Covid 19 enfeksiyonundan sonra viral invazyon, hipoksi, hiperkoagülopati ve immün aracılı mekanizmaların virüsün nöroinvazyonunda rol aldığı öne sürülmüştür 12. Mustafa’nın 13 yaptığı bir çalışmada asemptomatik Covid 19 hastaları ve enfekte olmayan hastalar arasında otoakustik emisyon genliği ve saf ton odyometrileri karşılaştırmış ve Covid 19 hastalarında otoakustik emisyon genliklerinin ve yüksek frekanslı saf ton eşiklerinin daha kötü olduğunu ve Covid 19’un kokleanın tüylü hücrelerinde hasara neden olabileceğini öne sürmüştür. Bozdemir ve ark. 14 yaptığı bir çalışmada ise Covid 19 hastalarında distorsiyon ürünü otoakustik emisyonlar genliklerinin yüksek frekanslarda azalma eğilimi gösterdiğini ve bu bulgularla Covid 19’un kokleada dış tüylü hücre hasarı yapabileceğini öne sürmüşlerdir. Bu çalışmalar Covid 19 ile koklear hasar arasında potansiyel bir ilişki olabileceğini düşündürmektedir.
Covid 19’ un ASNİK yapıp-yapmadığı konusunda tartışmalar devam etse de pandemi döneminde Covid 19 enfeksiyonunun ASNİK’e yol açtığını bildiren çalışmalarda vardır 15-16. Kılıç ve ark. 15 yaptığı bir çalışmada, çalışmaya alınan 5 ASNİK hastasına Covid 19 için RT-PCR testi yapılmış ve bir hastada test pozitifliği tespit edilmiştir. Lamonier ve ark. 16, yayınladığı bir vaka raporunda Covid 19 enfeksiyonu sırasında ASNİK oluştuğunu bildirmişlerdir. Çalışmamız da pandemi döneminde ASNİK ön tanısı ile başvuran tüm hastalara Covid-19 RT-PCR testi yapıldı ve bir hastamızda test pozitif olarak saptandı. Buda SARS Cov-2 enfeksiyonunun ASNİK’e yol açabileceğini düşündürmektedir.

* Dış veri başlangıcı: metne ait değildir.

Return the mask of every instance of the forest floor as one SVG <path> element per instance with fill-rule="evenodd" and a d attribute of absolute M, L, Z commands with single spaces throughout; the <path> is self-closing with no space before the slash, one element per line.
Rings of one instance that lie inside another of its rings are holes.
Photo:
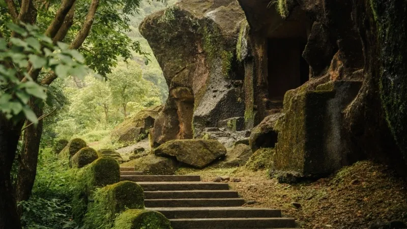
<path fill-rule="evenodd" d="M 377 221 L 407 221 L 407 186 L 386 166 L 362 161 L 331 177 L 289 185 L 269 178 L 265 170 L 181 168 L 178 174 L 200 175 L 204 181 L 227 175 L 240 178 L 230 182 L 250 207 L 281 209 L 307 228 L 367 228 Z M 293 203 L 301 205 L 294 207 Z"/>

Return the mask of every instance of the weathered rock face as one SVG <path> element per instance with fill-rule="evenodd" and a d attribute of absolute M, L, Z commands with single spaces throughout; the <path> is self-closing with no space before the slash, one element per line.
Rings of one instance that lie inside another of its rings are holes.
<path fill-rule="evenodd" d="M 244 116 L 243 71 L 235 51 L 245 21 L 235 0 L 184 0 L 140 25 L 169 88 L 151 132 L 154 147 Z"/>
<path fill-rule="evenodd" d="M 178 168 L 175 160 L 154 155 L 136 159 L 134 167 L 136 171 L 146 175 L 173 175 Z"/>
<path fill-rule="evenodd" d="M 215 140 L 173 140 L 154 150 L 157 156 L 175 157 L 178 161 L 197 168 L 204 168 L 224 157 L 225 147 Z"/>
<path fill-rule="evenodd" d="M 162 109 L 162 106 L 157 106 L 141 110 L 115 127 L 112 136 L 122 142 L 134 142 L 146 137 Z"/>
<path fill-rule="evenodd" d="M 251 131 L 249 143 L 254 151 L 259 148 L 274 148 L 278 133 L 275 125 L 278 119 L 284 114 L 277 113 L 266 117 Z"/>
<path fill-rule="evenodd" d="M 230 150 L 228 150 L 223 160 L 214 165 L 216 167 L 230 168 L 246 164 L 253 155 L 250 147 L 245 144 L 238 144 Z"/>

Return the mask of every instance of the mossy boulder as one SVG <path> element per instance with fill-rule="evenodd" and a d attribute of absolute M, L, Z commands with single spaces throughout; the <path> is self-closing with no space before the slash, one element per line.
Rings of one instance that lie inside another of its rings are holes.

Covid 19 pandemi sürecinde ASNİK insidansı Vural ve ark. 17 tarafından araştırılmış ve ASNİK tanısı ile başvuran hastaların sayısını pandemi öncesi ve pandemi dönemi olarak karşılaştırmıştır. Pandemi döneminde 68 hasta, pandemi öncesi ise 41 hasta olarak belirtilmiş, pandemi dönemindeki hasta sayısındaki ve insidansındaki artışın, istatistiksel olarak anlamlı olduğunu bildirmişlerdir. Aslan ve ark. 18 Ocak 2019-Ocak 2020 ile Nisan 2020-Nisan 2021 dönemleri arasında ASNİK hasta sayılarını karşılaştırmış, Nisan 2020- Nisan 2021 döneminde istatistiksel olarak anlamlı olmasa da ASNİK hasta sayısının azalmış olduğunu bildirmişlerdir.

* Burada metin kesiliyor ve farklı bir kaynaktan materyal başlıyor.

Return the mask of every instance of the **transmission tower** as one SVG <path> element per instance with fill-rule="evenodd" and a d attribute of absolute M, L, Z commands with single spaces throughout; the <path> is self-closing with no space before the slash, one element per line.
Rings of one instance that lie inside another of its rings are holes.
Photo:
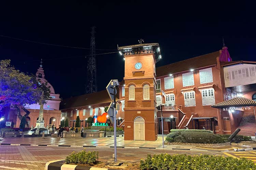
<path fill-rule="evenodd" d="M 97 92 L 96 81 L 96 58 L 95 57 L 95 27 L 91 27 L 90 56 L 87 65 L 87 81 L 85 86 L 85 93 L 88 94 Z"/>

Çalışmamızda, pandemi öncesi dört yıl ve pandemi sonrasındaki iki yıldaki hasta sayısı ve insidansı değerlendirilmiştir. Bu uzun zaman periyodunda pandemi öncesi ve pandemi sonrası hasta sayısı ve insidansı karşılaştırıldığında, pandemi döneminde ASNİK hasta sayısının ve insidansının istatistiksel olarak anlamlı olmasa da azalma olduğunu saptandı. ASNİK hasta sayısı ve insidansındaki azalmanın; pandemi döneminde yüz maskesi kullanımı, el hijyeni, sosyal mesafe gibi önlemlerin yanında, hastanelerin SARS-CoV-2 enfeksiyon bulaşında artmış riskli ortam olarak görülmesi ve bu nedenle hastaların hastanelere başvurudan kaçınması olarak düşünülebilir.
Covid-19 pandemisi sürecinde uygulanan yüz maskesi kullanımı, el hijyeni, sosyal mesafe gibi fiziksel önlemler, viral enfeksiyon bulaşını önleyerek ASNİK insidansında kısmen de olsa azalmaya yol açmış fakat pandemi öncesine göre istatistiksel olarak anlamlı farklılık saptanmamıştır. Çalışmamızın sonuçlarına göre Covid-19 pandemisinin ASNİK insidansında değişikliğe neden olmadığı söyleyebiliriz.